By Doug Cameron

NASA's plans for a lunar mission this year remain on track after it said a deep-space rocket made by Boeing Co. passed a key engine test on Thursday.

The eight-minute ground test of the Space Launch System engines at a National Aeronautics and Space Administration facility in Mississippi followed an unsuccessful run in January that jeopardized the agency's broader target of returning U.S astronauts to the moon by the middle of the decade.

The four engines previously used in the space shuttle program ran for the planned eight minutes during the latest test, twice as long as NASA said it needed to secure enough data for a live rocket launch. During January's run, they stayed on for little over a minute.

The test provides a boost for Boeing's space program, which has suffered a number of setbacks in recent years. It is also a fillip for the program as the Biden administration reviews NASA priorities and its targets for missions to the moon and into deep space.

NASA aims to use the SLS rocket for its first planned moon mission, known as Artemis 1, in November.

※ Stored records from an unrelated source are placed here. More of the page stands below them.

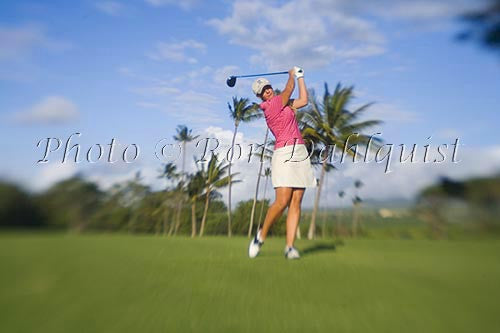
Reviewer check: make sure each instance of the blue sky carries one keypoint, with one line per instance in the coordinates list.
(134, 70)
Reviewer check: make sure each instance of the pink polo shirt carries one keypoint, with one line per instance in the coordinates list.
(282, 122)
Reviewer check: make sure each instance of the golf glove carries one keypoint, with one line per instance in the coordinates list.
(299, 72)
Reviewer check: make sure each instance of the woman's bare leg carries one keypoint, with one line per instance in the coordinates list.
(292, 219)
(283, 196)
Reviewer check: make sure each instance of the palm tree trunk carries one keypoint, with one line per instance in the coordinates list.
(262, 205)
(355, 220)
(193, 218)
(183, 161)
(178, 216)
(252, 214)
(312, 226)
(165, 222)
(230, 181)
(205, 211)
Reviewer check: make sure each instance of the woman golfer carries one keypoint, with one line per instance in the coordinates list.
(290, 166)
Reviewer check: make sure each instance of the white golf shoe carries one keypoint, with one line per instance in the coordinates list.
(291, 253)
(255, 245)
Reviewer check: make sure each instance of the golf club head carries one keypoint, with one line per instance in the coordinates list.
(231, 81)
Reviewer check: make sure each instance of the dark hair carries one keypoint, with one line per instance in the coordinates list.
(264, 89)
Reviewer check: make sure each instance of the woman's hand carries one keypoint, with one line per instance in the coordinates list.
(298, 71)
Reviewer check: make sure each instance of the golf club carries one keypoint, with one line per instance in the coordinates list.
(231, 81)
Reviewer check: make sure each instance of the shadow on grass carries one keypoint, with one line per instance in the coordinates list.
(322, 247)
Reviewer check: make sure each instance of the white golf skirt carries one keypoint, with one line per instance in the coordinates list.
(291, 167)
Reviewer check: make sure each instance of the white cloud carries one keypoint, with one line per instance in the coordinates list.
(46, 175)
(177, 52)
(421, 10)
(20, 41)
(112, 8)
(50, 110)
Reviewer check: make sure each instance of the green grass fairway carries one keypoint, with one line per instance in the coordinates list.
(111, 283)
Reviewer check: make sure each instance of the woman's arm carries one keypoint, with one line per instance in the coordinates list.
(290, 85)
(303, 98)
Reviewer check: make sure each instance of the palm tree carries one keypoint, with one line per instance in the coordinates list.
(341, 195)
(330, 123)
(356, 201)
(170, 173)
(213, 178)
(240, 111)
(183, 136)
(265, 154)
(195, 187)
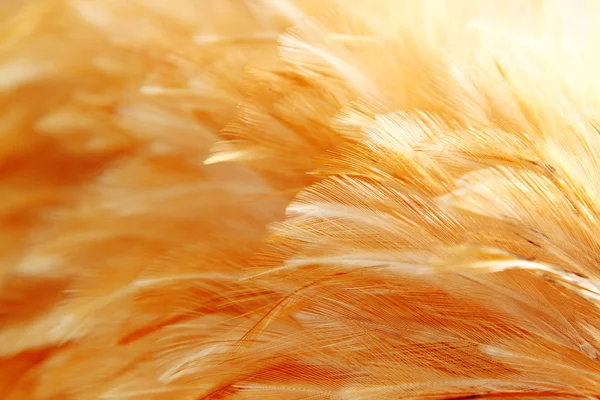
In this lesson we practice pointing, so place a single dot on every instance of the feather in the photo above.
(260, 199)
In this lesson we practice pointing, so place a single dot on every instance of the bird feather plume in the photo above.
(298, 199)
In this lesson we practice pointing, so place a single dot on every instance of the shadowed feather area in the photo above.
(299, 199)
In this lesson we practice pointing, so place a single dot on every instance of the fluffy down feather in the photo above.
(279, 199)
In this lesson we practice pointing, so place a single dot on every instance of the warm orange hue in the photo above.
(299, 199)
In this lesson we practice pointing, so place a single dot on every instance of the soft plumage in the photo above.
(273, 199)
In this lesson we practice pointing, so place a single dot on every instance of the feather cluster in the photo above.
(298, 199)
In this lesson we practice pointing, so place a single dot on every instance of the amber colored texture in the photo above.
(299, 199)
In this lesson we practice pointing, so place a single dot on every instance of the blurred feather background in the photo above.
(279, 199)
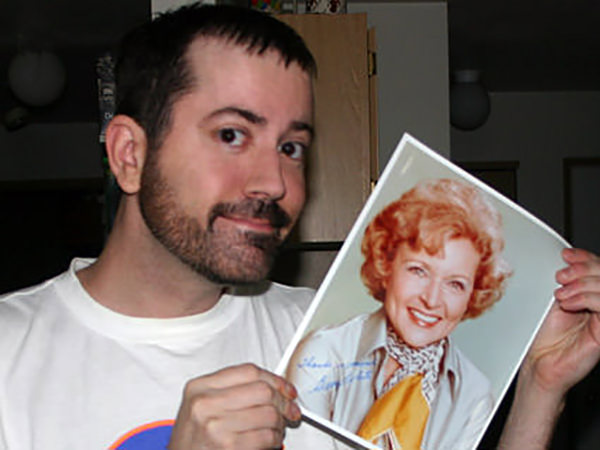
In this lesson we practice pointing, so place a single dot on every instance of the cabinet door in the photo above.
(338, 166)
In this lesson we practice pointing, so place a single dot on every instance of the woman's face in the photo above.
(427, 295)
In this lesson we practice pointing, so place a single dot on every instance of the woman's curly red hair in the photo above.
(427, 216)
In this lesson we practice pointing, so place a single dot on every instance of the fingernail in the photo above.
(295, 414)
(291, 390)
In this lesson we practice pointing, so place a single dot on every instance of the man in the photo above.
(214, 115)
(213, 119)
(565, 350)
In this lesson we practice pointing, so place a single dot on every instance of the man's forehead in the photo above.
(209, 46)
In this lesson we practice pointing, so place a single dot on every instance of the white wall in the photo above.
(538, 130)
(412, 71)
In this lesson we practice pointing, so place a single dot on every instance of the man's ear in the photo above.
(126, 148)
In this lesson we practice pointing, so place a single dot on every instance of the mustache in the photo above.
(252, 208)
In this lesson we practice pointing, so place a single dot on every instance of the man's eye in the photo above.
(294, 150)
(232, 136)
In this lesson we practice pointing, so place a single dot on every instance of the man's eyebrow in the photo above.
(303, 126)
(246, 114)
(251, 117)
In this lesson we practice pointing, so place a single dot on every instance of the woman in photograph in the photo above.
(394, 377)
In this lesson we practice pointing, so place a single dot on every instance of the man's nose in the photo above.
(265, 175)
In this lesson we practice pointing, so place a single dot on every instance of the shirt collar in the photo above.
(374, 335)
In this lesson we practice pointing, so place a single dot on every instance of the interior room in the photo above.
(533, 69)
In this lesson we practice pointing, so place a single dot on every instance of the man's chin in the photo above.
(238, 267)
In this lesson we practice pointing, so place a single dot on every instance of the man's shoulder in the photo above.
(273, 294)
(22, 304)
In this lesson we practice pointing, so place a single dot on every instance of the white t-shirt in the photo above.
(76, 375)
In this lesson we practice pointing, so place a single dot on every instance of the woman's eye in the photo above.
(232, 136)
(458, 286)
(416, 270)
(294, 150)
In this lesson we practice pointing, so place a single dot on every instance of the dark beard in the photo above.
(224, 257)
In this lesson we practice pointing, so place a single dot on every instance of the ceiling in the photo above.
(519, 45)
(527, 45)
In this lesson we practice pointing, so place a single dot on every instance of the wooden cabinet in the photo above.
(341, 163)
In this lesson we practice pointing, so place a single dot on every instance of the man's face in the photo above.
(227, 184)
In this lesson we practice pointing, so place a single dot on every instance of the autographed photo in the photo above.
(427, 311)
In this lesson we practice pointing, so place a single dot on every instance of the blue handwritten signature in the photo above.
(346, 373)
(311, 362)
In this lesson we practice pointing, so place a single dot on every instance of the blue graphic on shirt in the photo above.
(156, 438)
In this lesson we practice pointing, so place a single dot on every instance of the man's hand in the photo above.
(568, 345)
(565, 350)
(237, 407)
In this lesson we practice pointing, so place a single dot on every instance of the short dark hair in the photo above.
(152, 72)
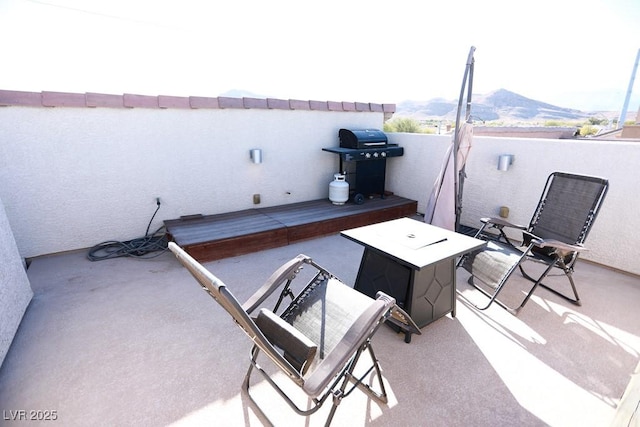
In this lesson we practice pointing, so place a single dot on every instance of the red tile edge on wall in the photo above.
(94, 100)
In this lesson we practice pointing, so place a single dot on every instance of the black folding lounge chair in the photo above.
(317, 340)
(555, 236)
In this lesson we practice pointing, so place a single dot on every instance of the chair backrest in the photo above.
(568, 207)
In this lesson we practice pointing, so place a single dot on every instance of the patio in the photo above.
(136, 342)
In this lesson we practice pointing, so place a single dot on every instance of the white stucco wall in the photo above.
(75, 177)
(15, 290)
(614, 239)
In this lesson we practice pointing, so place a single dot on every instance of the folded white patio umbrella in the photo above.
(445, 202)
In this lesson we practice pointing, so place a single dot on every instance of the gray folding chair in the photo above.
(319, 337)
(555, 236)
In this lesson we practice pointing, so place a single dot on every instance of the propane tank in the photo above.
(338, 189)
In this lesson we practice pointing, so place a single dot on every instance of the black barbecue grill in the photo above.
(363, 158)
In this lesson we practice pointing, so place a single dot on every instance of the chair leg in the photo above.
(568, 271)
(492, 298)
(337, 393)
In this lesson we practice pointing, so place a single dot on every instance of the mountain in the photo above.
(501, 105)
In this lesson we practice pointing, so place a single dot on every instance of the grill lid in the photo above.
(361, 138)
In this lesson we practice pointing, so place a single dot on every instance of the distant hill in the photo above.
(501, 105)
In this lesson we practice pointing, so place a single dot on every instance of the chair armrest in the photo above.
(501, 223)
(564, 248)
(286, 272)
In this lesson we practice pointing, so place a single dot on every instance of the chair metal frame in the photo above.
(544, 246)
(333, 371)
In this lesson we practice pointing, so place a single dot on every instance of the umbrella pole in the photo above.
(467, 82)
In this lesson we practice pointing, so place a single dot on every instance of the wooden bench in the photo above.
(211, 237)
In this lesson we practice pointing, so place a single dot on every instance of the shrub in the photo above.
(587, 130)
(403, 124)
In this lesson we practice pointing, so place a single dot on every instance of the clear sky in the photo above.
(571, 53)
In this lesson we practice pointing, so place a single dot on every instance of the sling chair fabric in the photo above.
(318, 338)
(555, 236)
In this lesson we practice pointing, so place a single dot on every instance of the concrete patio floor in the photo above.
(136, 342)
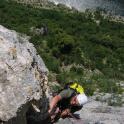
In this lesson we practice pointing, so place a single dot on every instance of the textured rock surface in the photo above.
(23, 75)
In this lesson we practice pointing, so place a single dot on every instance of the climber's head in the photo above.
(78, 100)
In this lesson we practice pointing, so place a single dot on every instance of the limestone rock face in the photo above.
(23, 75)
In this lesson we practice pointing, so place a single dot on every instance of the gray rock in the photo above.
(23, 77)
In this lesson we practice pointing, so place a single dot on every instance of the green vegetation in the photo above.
(75, 45)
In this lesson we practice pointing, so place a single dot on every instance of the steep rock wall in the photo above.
(23, 78)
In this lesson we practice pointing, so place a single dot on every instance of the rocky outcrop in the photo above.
(23, 78)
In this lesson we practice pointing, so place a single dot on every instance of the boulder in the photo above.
(23, 78)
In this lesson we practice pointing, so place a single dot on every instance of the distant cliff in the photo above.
(23, 78)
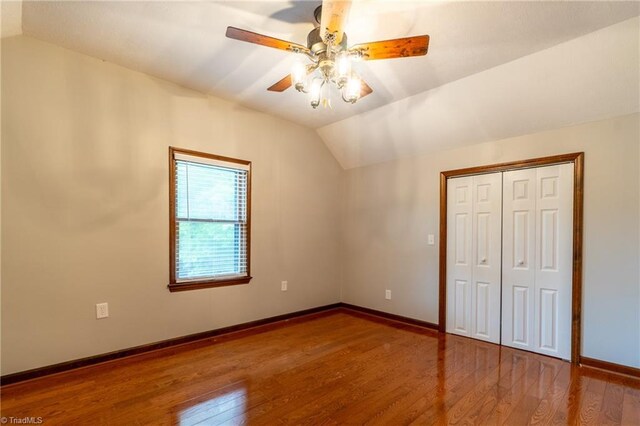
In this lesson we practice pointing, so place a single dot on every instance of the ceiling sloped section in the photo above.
(184, 42)
(592, 77)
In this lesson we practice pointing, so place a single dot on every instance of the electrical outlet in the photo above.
(102, 310)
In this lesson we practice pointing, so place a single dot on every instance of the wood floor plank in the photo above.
(330, 370)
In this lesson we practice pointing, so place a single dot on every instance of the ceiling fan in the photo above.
(329, 57)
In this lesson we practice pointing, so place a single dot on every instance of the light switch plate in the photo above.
(102, 310)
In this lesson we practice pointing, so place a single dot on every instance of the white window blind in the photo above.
(211, 219)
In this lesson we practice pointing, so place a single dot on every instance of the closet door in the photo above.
(487, 263)
(473, 256)
(537, 259)
(518, 258)
(459, 249)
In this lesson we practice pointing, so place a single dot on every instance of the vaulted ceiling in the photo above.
(488, 63)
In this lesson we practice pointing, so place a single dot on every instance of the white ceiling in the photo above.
(593, 77)
(184, 42)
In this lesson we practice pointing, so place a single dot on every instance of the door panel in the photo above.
(473, 256)
(459, 270)
(518, 248)
(554, 267)
(537, 256)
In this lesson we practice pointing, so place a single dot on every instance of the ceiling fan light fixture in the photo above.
(315, 92)
(328, 57)
(343, 67)
(299, 75)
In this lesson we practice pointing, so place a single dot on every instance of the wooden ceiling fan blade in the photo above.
(263, 40)
(281, 85)
(333, 19)
(365, 89)
(396, 48)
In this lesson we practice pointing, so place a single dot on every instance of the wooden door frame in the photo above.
(577, 159)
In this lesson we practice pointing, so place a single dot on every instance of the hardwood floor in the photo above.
(337, 368)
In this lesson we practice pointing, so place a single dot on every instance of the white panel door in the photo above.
(518, 258)
(486, 243)
(473, 258)
(554, 250)
(537, 259)
(459, 252)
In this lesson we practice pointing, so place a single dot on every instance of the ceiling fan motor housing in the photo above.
(317, 46)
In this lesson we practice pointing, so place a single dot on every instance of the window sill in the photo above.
(196, 285)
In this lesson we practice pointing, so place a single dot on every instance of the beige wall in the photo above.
(85, 209)
(390, 208)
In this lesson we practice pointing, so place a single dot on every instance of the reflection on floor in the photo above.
(334, 368)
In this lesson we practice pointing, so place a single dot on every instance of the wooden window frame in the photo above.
(577, 159)
(174, 284)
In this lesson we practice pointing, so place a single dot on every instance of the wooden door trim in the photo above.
(577, 158)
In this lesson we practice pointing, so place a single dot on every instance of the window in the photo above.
(210, 220)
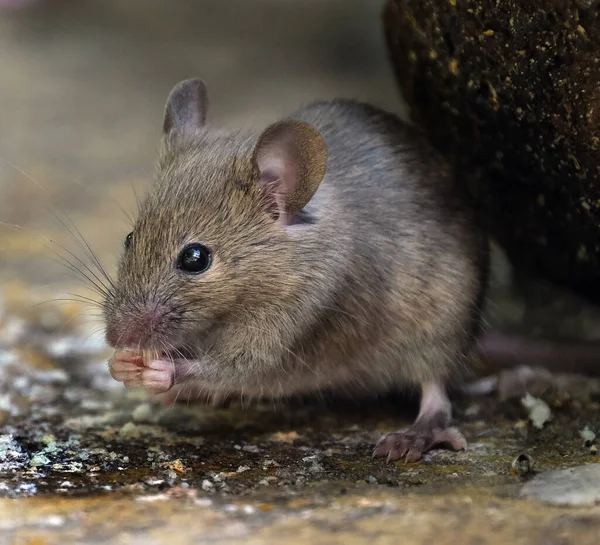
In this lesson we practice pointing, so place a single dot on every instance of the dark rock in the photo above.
(511, 92)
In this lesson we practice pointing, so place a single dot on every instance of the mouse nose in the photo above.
(134, 329)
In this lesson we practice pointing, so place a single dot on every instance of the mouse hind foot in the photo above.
(429, 430)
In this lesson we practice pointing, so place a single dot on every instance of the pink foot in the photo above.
(429, 430)
(413, 442)
(155, 376)
(126, 367)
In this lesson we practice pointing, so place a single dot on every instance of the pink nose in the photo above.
(133, 330)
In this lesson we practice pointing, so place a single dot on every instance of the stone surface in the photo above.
(509, 90)
(81, 460)
(572, 486)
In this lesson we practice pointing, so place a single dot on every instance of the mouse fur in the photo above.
(376, 283)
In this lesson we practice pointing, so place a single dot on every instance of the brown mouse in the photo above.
(330, 252)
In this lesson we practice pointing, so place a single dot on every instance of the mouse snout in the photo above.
(135, 328)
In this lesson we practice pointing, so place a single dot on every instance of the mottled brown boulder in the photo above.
(510, 90)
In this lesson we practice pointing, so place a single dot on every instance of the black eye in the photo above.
(194, 259)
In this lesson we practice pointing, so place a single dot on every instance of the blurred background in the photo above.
(83, 85)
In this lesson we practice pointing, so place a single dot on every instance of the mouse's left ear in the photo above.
(186, 107)
(291, 158)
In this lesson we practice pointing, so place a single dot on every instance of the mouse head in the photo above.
(216, 238)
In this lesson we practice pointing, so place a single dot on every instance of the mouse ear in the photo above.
(291, 158)
(186, 107)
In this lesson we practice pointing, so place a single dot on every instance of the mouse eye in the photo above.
(194, 259)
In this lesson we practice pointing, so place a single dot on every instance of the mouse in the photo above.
(330, 252)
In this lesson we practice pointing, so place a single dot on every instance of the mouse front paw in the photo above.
(138, 373)
(415, 441)
(126, 366)
(158, 376)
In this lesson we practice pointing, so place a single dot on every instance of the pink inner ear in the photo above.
(277, 178)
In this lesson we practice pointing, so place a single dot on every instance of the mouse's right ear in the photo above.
(291, 159)
(186, 107)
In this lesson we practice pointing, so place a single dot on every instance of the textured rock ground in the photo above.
(511, 88)
(82, 461)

This would fly around the moon before returning its capsule, which won't have a crew, to Earth. That schedule remains in flux, and NASA expects to review it in the coming weeks after the latest test.

Boeing is the prime contractor on the SLS program. Its rocket and engines built by Aerojet Rocketdyne Holdings Inc. will now be moved to Kennedy Space Center in Florida next month to be attached to the Orion crew capsule built by Lockheed Martin Corp. and giant boosters made by Northrop Grumman Corp.